Dynamic carpooling was first conceptualized through a patent in the United States that an article from the Nokia research center 20 years later will make less theoretical. This article shows that technologies are becoming mature enough to move from concept to experimentation. After a series of local experimental projects based on technologies that do not use GPS geolocation, experiments using this technology are being carried out by a series of start-ups starting with Avego in Ireland, then Covivo in France and finally Flinc in Germany.

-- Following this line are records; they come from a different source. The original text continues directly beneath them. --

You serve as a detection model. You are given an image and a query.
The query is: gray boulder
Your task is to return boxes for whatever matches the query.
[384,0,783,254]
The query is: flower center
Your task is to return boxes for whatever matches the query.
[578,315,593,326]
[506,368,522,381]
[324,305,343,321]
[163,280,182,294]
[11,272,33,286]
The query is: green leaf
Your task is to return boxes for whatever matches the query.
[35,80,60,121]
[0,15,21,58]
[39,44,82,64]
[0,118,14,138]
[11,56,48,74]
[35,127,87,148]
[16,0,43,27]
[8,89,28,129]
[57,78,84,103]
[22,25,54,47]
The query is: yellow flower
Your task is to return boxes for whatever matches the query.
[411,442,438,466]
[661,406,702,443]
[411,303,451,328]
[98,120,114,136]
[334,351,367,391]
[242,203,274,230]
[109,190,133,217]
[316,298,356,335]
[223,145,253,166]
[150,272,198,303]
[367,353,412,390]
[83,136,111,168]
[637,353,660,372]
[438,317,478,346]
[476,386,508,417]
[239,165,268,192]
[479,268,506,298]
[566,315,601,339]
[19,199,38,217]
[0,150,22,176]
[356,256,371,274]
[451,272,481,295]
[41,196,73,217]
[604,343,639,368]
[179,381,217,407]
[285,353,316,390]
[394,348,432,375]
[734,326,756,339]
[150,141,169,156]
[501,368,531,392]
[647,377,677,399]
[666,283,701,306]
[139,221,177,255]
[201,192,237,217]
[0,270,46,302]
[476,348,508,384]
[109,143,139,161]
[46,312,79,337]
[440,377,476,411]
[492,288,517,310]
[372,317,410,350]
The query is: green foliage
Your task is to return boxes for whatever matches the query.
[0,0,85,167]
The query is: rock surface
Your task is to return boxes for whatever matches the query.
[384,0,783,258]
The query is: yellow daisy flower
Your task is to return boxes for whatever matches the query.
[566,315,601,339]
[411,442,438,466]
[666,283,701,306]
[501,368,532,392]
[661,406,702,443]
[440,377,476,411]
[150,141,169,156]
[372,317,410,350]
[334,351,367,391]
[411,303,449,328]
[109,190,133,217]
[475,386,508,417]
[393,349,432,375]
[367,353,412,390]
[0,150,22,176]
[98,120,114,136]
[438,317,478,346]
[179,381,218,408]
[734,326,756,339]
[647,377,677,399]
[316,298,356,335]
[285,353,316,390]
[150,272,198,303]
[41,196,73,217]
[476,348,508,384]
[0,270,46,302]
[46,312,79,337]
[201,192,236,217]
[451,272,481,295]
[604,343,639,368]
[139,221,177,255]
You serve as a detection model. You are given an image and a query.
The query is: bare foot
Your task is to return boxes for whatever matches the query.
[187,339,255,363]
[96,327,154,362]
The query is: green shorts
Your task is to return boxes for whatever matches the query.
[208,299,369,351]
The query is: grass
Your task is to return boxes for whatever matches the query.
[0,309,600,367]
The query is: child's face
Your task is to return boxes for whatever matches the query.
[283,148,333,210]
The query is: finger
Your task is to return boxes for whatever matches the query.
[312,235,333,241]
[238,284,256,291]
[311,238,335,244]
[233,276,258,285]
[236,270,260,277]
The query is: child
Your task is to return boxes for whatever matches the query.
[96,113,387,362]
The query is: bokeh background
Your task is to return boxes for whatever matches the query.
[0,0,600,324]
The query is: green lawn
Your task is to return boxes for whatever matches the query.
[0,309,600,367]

The issue of “dynamic mobility” is much broader: it involves combining and optimizing public transport passenger information with that of carpooling.

Cocamionnage
Co-hauling is a concept launched in France by the Wetruck company which offered passengers the opportunity to take a trip with a professional truck driver for prices quite close to those of carpooling. This concept announced to offer the advantages of traveling with large luggage, in remote areas or even a two-wheeler at the level of the load. In August 2016, the company announced its closure.

Parcel carpooling
The carpooling of parcels or parcels-car-transport makes it possible to transport parcels on a journey made. Members record their journeys and offer room in their vehicle or luggage to transport the neighbors’ package. So we share the costs and save on moving or sending the package.

In popular culture
In the 1970s, the US Department of Transportation released a humorous, animated public service announcement to promote carpooling entitled “Kalaka.” In the commercial, an interviewer is shown talking to Noah, “the original share-the-ride-with-a-friend man.” Noah explains that carpooling is an economical way to get where you’re going, but back in his time it was known as “kalaka.”
Cabbing All the Way is a book written by author Jatin Kuberkar that narrates a success story of a carpool with twelve people on board. Based in the city of Hyderabad, India, the book is a real life narration and highlights the potential benefits of having a carpool.
The 2017 smartphone game Crazy Taxi Tycoon (formerly titled Crazy Taxi Gazillionaire) antagonizes ride-sharing as a threat to taxi business, as it becomes a powerful megacorporation that rips off those whom it serves. The player is tasked in hiring taxi drivers to establish a taxi service that offers a more legitimate, friendly and reliable transport experience.